Because cereals hope to reach the broadest audience possible within the children's population, Kellogg's appears to attempt to restrict the amount to which the products are gendered in the store. Very few products use the gender-specific blues and especially avoid the pinks. Tie-ins with Disney products also usually reflect films that are generated to appeal both to boys and girls, such as Chicken Little. Activities on the back of the cereal boxes include various activities, games, and narratives to appeal to a broad range of children. These include fairly lame Chicken Little Cluck! Cluck! Jokes (Cluck! Cluck! Who's there? Chick. Chick who? Chick out the bananas in my cereal.), word finds, creative puzzles, maps and mazes, a chance to order a Step Counter Get Fit Kit, "make a tambourine shaker," and--on the back of Sugar Smacks--a comic book featuring the Dig Em! character that ends with an explicit moral--"The lesson here is always take responsibility for your actions, it's the best thing to do" (sic).

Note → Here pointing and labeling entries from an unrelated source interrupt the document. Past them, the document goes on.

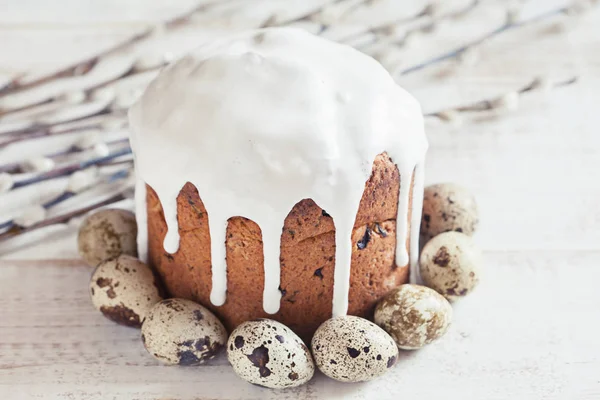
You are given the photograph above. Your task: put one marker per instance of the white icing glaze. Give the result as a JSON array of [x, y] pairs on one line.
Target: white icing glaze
[[415, 221], [263, 120]]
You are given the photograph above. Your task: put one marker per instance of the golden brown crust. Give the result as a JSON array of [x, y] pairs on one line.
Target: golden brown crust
[[307, 256]]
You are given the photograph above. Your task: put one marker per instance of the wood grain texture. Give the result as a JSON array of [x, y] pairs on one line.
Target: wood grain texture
[[528, 332]]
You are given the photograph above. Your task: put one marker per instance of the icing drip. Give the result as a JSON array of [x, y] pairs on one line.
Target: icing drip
[[141, 215], [218, 228], [263, 120], [415, 221], [402, 216]]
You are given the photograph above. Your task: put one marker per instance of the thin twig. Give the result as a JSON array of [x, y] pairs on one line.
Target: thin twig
[[457, 52], [86, 65], [67, 170], [17, 230], [497, 102], [66, 195]]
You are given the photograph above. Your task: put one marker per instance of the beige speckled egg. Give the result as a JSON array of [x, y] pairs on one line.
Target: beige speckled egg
[[353, 349], [178, 331], [413, 315], [448, 207], [268, 353], [107, 234], [124, 289], [450, 264]]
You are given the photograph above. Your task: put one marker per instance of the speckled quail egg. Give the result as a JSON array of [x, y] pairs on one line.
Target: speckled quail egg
[[450, 264], [353, 349], [178, 331], [124, 289], [413, 315], [107, 234], [448, 207], [268, 353]]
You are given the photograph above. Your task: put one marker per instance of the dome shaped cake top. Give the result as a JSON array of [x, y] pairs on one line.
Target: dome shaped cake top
[[264, 119]]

These various activities and games for children try carefully not to over-gender the cereal products, although some products are a little more gendered than others. For instance, the "1/3 Less Sugar Frosted Flakes" product features the chance to send off for various sports posters in an advertisement that featured both known female athletes as well as Tony Hawk, probably an attempt to provide sports "hero" products for both genders. This line coincides with the "Road to Torino" push that Kellogg's is giving toward the 2006 Summer Olympics. I will conclude this short report with a look at the particular Kellogg's icons and what they indicate about gender roles in Kellogg's products, but what these athletic tie-ins do in particular is attempt to appeal to parents, just as with the step counter from Tony the Tiger, that the company is concerned for the health of its young consumers.